Philly acquires Ollie (third stint), Brown

Updated: July 21, 2004, 11:37 PM ET
Associated Press

PHILADELPHIA -- With a big contract and without a starting spot, point guard Eric Snow became expendable in Philadelphia.

Snow likely will find himself in the same situation this year, only in Cleveland after he was traded by the 76ers to the Cavaliers on Tuesday for guards Kevin Ollie and Kedrick Brown.

Snow spent 6 seasons with the 76ers, averaging 9.7 points and 6.6 assists while helping them to the 2001 Eastern Conference championship.

"I'm excited and thankful," Snow said Tuesday night in an interview with The Associated Press. "I'm going to a team that wanted me, and wanted me to be the player I am. Cleveland is a nice, young team that is hoping to go to the playoffs, and hopefully I can come and help them accomplish that goal."

Philadelphia, though, was looking to save money, get blossoming second-year guard Willie Green into the starting lineup and shift Allen Iverson to point guard. Also, Philadelphia coach Jim O'Brien had little use for a true point guard in his up-tempo offense, which seemed ill-suited for Snow who thrives more with set plays.

"He wouldn't be happy," O'Brien said. "I don't see how anybody that is a competitor would be happy."

He'll try to find happiness in Cleveland, where he could again be looking at a reserve role.

The Cavaliers were shopping for a backup for Jeff McInnis, who quickly became a team leader and initiated the offense in his first season with the team. Coach Paul Silas said no one was taking McInnis' spot.

"It's Jeff's job. It's conceivable they can play together," Silas said. "Right now, Jeff is my man and I don't anticipate that changing at all."

Silas said he liked adding Snow's playoff experience to a maturing team that includes McInnis, LeBron James and Zydrunas Ilgauskas.

Snow had been on the trading block since the end of the season. At their season-ending meeting, team president Billy King and Snow agreed it was time for a change.

"I wouldn't say I expected to be gone, but I'm open-minded," Snow said. "I know this is a business, and I know the Sixers have a lot of perimeter players. During a meeting with Billy last season, I said that Allen's skills might be best used at point guard against zone defenses."

Snow, though, had agreed before last season to a four-year contract extension that runs through 2008-09. Had King not extended the contract, Snow could have opted out after last season. King said he feared Snow would sign elsewhere and leave the Sixers without a true starting guard.

That was before Green emerged and impressed the Sixers when he played most of the second half of the season for an injured Iverson.

Snow, a Canton, Ohio native, is happy to return home.

"I was a Cavs, Browns and Indians fan growing up," Snow said.

This will be Ollie's third stint with Philadelphia. He has played for 10 NBA teams and was in Philadelphia during 1999-2000 and 2000-01 when the Sixers advanced to the NBA Finals.

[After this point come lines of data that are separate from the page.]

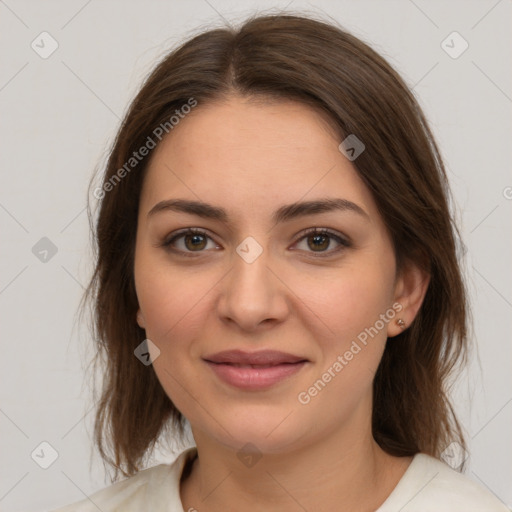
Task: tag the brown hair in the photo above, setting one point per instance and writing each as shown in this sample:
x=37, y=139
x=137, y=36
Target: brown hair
x=313, y=62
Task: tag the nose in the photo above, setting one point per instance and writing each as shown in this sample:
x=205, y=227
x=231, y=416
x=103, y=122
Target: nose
x=252, y=295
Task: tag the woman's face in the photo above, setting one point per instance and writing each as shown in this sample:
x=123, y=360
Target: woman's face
x=254, y=279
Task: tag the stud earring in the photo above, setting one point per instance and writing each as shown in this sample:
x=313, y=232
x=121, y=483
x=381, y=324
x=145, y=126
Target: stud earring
x=400, y=323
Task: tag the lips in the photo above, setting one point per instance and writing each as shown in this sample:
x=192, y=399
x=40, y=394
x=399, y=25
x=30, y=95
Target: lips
x=254, y=371
x=263, y=358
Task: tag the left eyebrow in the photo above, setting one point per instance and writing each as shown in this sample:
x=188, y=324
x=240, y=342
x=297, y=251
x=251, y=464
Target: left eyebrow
x=282, y=214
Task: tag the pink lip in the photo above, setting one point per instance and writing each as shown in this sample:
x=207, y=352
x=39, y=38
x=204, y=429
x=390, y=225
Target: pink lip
x=256, y=370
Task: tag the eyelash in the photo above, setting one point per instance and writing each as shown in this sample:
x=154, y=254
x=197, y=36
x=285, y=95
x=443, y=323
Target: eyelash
x=344, y=243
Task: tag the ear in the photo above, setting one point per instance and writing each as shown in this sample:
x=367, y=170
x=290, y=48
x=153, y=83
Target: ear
x=140, y=319
x=410, y=289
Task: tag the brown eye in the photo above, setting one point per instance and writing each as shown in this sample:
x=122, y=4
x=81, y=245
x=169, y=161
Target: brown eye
x=322, y=241
x=188, y=241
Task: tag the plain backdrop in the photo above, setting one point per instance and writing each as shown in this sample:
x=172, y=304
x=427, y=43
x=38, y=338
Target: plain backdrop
x=59, y=115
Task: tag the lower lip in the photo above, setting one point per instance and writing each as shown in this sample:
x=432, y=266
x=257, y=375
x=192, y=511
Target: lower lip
x=254, y=378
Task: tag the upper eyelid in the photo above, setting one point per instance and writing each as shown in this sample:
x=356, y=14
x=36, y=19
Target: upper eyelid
x=303, y=234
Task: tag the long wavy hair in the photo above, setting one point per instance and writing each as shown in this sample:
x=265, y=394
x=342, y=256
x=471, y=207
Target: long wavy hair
x=317, y=63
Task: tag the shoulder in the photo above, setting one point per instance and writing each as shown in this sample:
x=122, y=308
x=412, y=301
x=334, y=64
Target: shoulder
x=155, y=489
x=430, y=484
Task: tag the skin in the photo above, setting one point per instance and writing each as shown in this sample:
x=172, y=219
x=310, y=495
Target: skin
x=251, y=157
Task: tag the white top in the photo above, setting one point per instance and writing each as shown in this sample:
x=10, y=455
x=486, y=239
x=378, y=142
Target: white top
x=427, y=485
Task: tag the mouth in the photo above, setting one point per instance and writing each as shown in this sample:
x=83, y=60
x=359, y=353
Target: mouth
x=254, y=371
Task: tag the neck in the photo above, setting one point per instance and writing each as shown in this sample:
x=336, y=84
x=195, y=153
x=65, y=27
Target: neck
x=345, y=476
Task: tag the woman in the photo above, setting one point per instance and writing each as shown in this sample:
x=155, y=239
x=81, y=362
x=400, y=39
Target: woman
x=277, y=263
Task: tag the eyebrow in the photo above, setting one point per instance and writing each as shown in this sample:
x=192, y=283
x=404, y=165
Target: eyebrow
x=282, y=214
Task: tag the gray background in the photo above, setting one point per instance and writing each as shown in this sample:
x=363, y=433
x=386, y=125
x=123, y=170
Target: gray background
x=58, y=118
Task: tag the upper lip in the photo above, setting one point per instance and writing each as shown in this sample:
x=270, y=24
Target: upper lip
x=262, y=357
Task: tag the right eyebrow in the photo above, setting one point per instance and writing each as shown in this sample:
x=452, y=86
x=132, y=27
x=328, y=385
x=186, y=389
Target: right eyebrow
x=282, y=214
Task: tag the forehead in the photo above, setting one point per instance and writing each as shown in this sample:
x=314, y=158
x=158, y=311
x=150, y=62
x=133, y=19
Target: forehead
x=252, y=154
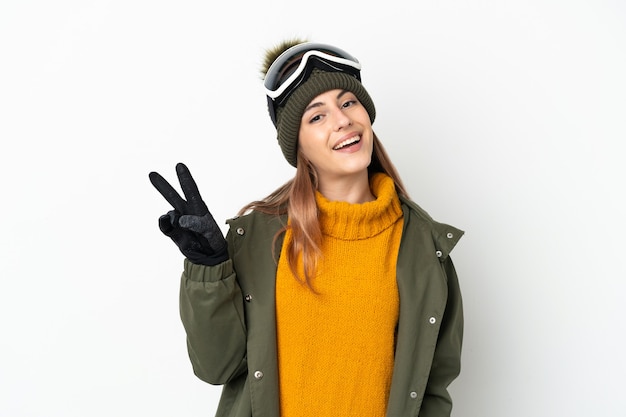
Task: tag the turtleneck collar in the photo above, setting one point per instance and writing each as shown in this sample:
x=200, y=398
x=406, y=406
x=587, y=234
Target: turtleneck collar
x=360, y=221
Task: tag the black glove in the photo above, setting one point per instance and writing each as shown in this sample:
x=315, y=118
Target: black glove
x=190, y=225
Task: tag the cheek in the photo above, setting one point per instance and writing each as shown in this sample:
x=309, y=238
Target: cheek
x=307, y=141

Ollie has averaged 4.4 points, 1.8 rebounds and 2.7 assists in his seven-year NBA career. With the 76ers, he averaged 2.9 points, 1.1 rebounds, and 1.8 assists in 91 games.

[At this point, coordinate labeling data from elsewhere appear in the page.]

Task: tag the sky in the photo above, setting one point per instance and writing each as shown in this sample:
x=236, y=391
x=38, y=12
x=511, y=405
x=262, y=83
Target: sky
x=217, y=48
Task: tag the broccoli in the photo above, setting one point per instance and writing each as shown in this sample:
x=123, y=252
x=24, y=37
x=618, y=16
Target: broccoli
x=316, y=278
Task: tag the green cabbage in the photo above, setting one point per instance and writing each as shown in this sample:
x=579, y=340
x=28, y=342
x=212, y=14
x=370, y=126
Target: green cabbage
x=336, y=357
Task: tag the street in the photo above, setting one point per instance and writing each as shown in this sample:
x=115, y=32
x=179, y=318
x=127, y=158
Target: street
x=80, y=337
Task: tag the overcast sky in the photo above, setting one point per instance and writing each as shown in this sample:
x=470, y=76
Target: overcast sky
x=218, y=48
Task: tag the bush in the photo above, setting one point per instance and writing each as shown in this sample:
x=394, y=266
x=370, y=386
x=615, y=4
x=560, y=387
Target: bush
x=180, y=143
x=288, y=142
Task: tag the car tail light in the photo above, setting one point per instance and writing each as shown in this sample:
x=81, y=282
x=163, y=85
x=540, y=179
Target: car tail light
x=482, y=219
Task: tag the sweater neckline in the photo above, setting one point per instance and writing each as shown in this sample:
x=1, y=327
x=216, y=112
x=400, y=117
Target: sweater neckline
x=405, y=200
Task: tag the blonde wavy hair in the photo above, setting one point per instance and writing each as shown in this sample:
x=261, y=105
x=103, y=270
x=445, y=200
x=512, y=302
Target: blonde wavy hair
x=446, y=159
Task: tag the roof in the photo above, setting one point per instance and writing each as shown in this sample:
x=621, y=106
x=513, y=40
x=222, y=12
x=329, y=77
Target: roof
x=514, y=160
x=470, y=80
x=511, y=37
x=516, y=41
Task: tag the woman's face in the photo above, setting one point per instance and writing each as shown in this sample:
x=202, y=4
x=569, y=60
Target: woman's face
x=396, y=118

Ollie is signed to one less season than Snow in a deal worth about $17 million total less than Snow.

Silas said the Snow deal makes him uncertain about how backup guard Dajuan Wagner, who has battled injuries, will factor into the lineup.

The 6-foot-7 Brown was a first-round pick (11th overall) by Boston in the 2001 draft and was traded to the Cavaliers in 2003. He's averaged 3.7 points and 2.5 rebounds in his career.